Alzheimer’s disease impacts more than 44 million people around the world and is the most common form of dementia. While there is currently no cure, new research has found diabetes drugs could reduce impacts of dementia such as abnormal microvasculature and disregulated gene expressions in the brain.
The research, conducted by the Mount Sinai Hospital and published in the PLOS One Journal, is the first study to examine what happens in the brain pathways of Alzheimer’s patients who take medication. It is hoped the results of the study will shape future Alzheimer’s disease studies and potentially offer new therapies that target brain cells that impact Alzheimer’s patients.
Earlier studies by the research team at Mount Sinai showed brains of people with Alzheimer’s and diabetes had fewer lesions than patients with just Alzheimer’s. Researchers determined this was likely due anti-diabetes medications having a protective effect on the brain.
To test the theory, researchers analysed the tissue and brain capillaries of 34 people with both Alzheimer’s and Type 2 diabetes.
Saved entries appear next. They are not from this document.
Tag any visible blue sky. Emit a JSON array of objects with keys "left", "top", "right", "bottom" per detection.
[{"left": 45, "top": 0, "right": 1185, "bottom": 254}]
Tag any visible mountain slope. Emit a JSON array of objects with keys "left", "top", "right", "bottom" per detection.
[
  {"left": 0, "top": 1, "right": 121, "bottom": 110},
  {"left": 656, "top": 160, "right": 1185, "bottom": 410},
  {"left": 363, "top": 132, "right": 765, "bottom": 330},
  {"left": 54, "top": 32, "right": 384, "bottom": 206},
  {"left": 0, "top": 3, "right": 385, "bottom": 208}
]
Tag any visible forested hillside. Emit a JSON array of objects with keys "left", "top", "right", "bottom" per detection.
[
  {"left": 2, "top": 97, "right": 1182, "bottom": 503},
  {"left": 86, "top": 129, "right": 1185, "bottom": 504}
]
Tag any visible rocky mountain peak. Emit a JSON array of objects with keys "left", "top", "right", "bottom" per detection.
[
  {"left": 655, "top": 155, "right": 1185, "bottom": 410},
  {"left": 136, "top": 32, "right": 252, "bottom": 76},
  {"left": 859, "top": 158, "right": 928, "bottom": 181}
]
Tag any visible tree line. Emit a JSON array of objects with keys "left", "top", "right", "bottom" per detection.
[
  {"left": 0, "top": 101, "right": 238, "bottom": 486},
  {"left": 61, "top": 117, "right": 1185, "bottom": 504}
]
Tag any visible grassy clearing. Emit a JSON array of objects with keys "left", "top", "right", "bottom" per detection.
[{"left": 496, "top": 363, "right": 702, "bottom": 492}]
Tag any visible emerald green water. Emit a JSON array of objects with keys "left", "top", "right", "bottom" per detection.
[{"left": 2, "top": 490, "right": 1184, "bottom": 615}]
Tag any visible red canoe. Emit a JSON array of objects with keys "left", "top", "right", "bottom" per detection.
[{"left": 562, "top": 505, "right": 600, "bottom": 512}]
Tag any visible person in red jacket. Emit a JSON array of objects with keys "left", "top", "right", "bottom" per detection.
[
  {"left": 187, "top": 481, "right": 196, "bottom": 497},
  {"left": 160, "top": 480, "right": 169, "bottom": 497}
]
The brain tissue of 30 people with just Alzheimer’s and a control group of 19 people without either condition was also analysed.
Researchers found the brain tissue of patients with both Alzheimer’s and diabetes had half the markers of Alzheimer’s than people without diabetes. In fact, the majority of RNA changes (or genetic mutations) seen in Alzheimer’s disease weren’t observed in patients who had been treated with diabetes medication.
“The results of this study are important because they give us new insights for the treatment of Alzheimer’s disease,” senior study author Vahram Haroutunian said in a statement. “Most modern Alzheimer’s treatments target amyloid plaques and haven’t succeeded in effectively treating the disease.”
Researchers are now hopeful that medication used to treat diabetes could be a safe and effective way of also reducing the impacts of Alzheimer’s disease.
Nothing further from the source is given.